〈〈胡塞爾的速寫體〉:平時的書寫與自我對話中的思想〉2026-02-03
大學時,在現象學的課堂上,讀到了一篇德國哲學學者,漢斯永那.斯普(Hans Rainer Sepp)寫的胡塞爾介紹文章〈胡塞爾的速寫體〉。這篇文章沒有嚴謹的哲學論述,也不能算是哲學趣聞或哲學家八卦,更像是--會讓我聯想到羅蘭.巴特所謂的「傳記微素」的--一些零碎的細節、非整體性敘事的作家生活點滴。但在這些看似過於細碎的介紹之間,斯普卻細緻地談論了書寫與哲學在胡塞爾身上的連結。
胡塞爾的速寫體
那篇文章的第一段是這麼說的:「現象學的奠基者胡塞爾 (1859-1938) 是使用加比斯伯格 (Gabelsberger) 速寫體的知名人物之一,他無數的手稿大多是以這種速寫體寫成的。」
對一般的讀者而言,我們不會知道加比斯伯格速寫體,也不會覺得這是一件多麼重要的事。但斯普認為,速寫體的表達方式,與胡塞爾的哲學有十分緊密的關聯。
斯普指出,胡塞爾使用一種對話式的思想形式從事他的現象學研究,而他的速寫體,不只是在用精簡的方式記錄下其自我對話的思想路徑,更是一種真正的「思想工具」,讓他透過書寫,完成自己的思想。

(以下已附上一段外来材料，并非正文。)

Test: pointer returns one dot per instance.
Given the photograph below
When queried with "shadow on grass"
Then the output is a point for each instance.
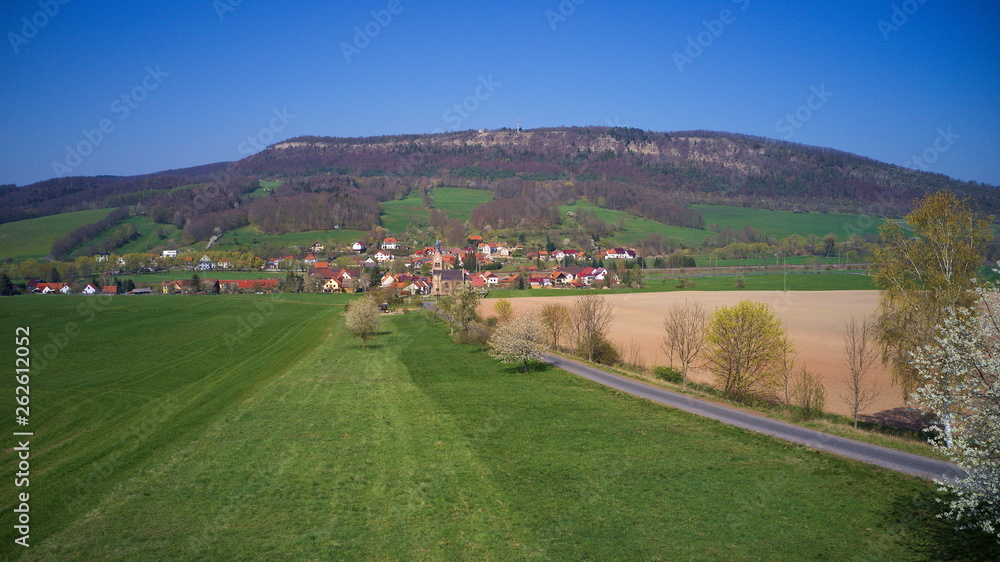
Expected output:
(915, 519)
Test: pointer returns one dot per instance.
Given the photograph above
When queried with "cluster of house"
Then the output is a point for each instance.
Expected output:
(40, 287)
(447, 271)
(213, 286)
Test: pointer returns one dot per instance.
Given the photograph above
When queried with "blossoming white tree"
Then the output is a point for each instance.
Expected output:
(961, 388)
(520, 339)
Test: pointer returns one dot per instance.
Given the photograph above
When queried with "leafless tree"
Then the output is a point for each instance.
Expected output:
(555, 318)
(591, 317)
(363, 319)
(685, 325)
(862, 354)
(809, 394)
(786, 370)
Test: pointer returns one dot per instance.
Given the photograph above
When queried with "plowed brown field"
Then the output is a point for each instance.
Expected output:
(814, 320)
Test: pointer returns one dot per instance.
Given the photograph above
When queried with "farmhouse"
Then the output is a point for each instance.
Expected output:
(619, 254)
(249, 286)
(210, 286)
(48, 288)
(336, 280)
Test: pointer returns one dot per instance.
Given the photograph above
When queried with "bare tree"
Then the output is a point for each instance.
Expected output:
(591, 317)
(786, 370)
(685, 325)
(862, 354)
(555, 318)
(809, 394)
(748, 343)
(504, 310)
(518, 340)
(631, 355)
(363, 318)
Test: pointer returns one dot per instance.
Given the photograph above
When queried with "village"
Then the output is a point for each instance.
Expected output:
(401, 271)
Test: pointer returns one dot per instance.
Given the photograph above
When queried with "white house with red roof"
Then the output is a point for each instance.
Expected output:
(619, 254)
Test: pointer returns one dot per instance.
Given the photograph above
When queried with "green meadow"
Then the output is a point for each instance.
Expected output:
(636, 228)
(33, 238)
(256, 428)
(251, 236)
(785, 223)
(457, 203)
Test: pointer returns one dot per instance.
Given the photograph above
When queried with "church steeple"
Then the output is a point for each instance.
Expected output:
(438, 263)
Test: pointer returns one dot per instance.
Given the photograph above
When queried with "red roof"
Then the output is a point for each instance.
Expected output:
(255, 283)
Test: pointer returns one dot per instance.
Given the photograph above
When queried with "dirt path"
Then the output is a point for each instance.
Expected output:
(814, 320)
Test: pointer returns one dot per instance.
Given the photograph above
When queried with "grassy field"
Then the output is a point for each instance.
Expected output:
(248, 234)
(456, 202)
(785, 223)
(33, 238)
(216, 274)
(398, 216)
(148, 241)
(297, 443)
(636, 228)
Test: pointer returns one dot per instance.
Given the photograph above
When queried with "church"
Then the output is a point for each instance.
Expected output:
(445, 281)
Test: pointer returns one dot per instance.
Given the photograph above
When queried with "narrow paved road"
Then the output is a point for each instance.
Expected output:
(907, 463)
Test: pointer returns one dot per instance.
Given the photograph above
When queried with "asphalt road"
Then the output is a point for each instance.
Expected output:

除了哲學手稿之外,胡塞爾也會用速寫體記下一種類似日記的雜記,或註解自己的個人藏書。因此,對於胡塞爾的研究者來說,有非常多重要的文獻資料都需要透過這種速寫體來進入。
不過,這種速寫體的學習也並不容易,根據作者的說法,如果一個人(我想應該是指精熟德文的研究者)每天花兩到三小時學習弗萊堡的胡塞爾資料中心使用的《加比斯伯格速成》教科書,將可以在四到六星期間開始閱讀一般的加比斯伯格速寫體,若要熟悉胡塞爾的速寫體風格(包括一些他常用的個人簡記),還需要再花額外六到八週的時間。
平時的書寫,是哲學家思想的核心
當時看完這篇文章,心裡的想法不多,主要的體會是強化了那種「書寫習慣與工具會影響一個人思考」的想法--那篇文章甚至鉅細靡遺地將胡塞爾手稿的大小、習慣的墨水顏色、公開宣讀的手稿中間往往有折線等細節介紹了出來。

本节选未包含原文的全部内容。